Wholesale orders for certain products of $250 or more can be delivered through GrowNYC Wholesale our wholesale distribution program.
Find the GrowNYC Grainstand
The GrowNYC Grainstand will be closing permanently after December 22 2021.
For Grains related inquiries, you can contact us at email@example.com
Northeast Grainshed Map
These growers and millers are genuine allies in promoting regional grain, and an essential link in the farm-to-bakery chain.
Learn more about grains in our Grains Guide and our Grains Brochure. Discover what grains and flours are currently available; where buyers can source them; and how you can use regional grains in your bakery or restaurant. Find out more detailed information for baking using our flour chart.
Grains and Flours in Our Region
• Buckwheat* - Flour is best for pancakes, crepes, biscuits and soba noodles. Whole groats can be sprouted or toasted to make “kasha.”
• Cornmeal & Polenta* - Made with flint, or “Indian” corn, and dent corn.
• Einkorn – An “ancient grain,” high in protein content and minerals. Best for cooking whole and using flour for pancakes and crackers.
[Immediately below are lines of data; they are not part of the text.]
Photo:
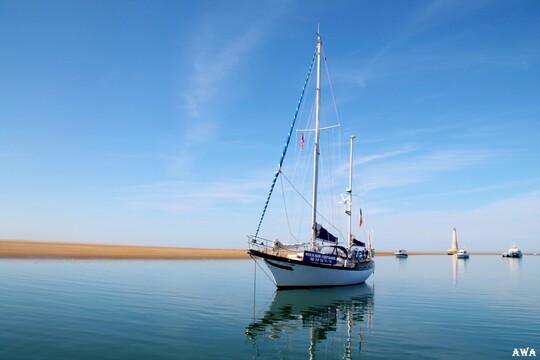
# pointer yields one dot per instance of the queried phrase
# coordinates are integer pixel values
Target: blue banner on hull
(313, 257)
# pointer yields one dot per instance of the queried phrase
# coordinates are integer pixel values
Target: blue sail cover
(358, 242)
(324, 235)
• Emmer (Farro) - An “ancient grain,” best as a cooked grain and for pasta and flat breads.
• Freekeh – Wheat that is harvested green and roasted. Toasted, mildly sweet flavor. High in protein, minerals and fiber, very low in gluten. Best in soups and stews.
• Oats* - Rolled, cracked, or whole.
• Rye – Low gluten, bold, assertive flavor. Blended with wheat for bread. Grains can be cooked whole or as cracked rye.
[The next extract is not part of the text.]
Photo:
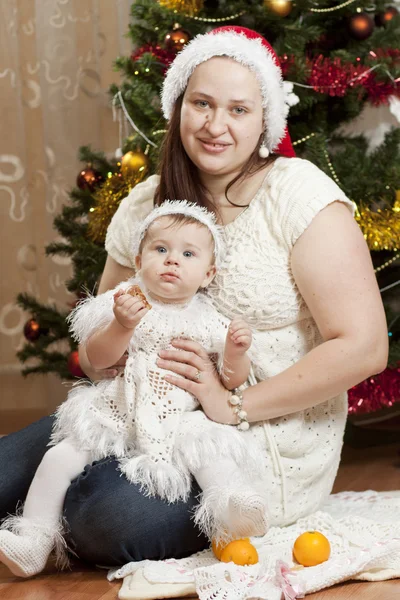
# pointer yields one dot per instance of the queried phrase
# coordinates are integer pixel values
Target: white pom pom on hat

• Spelt – An “ancient grain,” low gluten, high protein content. Flour used for bread, pasta, crackers.
• Triticale – A wheat-rye hybrid. High protein, low gluten. Best for breads, pancakes, crackers.
• Wheat flours - Whole and sifted, all-purpose & pastry flour, special blends
- Hard wheat, or “bread flour” – Higher protein content, best for baking bread.
- Soft wheat, or “pastry flour” - Lower protein content, best for pastry and flat breads.
- All purpose – A blend of hard and soft wheat.
- Winter wheat – Lower in protein, higher in minerals, best for yeasted bread.
- Spring wheat – Highest of all in protein content, used for bread flour.
- Red Fife wheat – The first heritage wheat available in the region. Higher nutritional density. Best for robust, artisanal breads. Produces a crust with a reddish hue.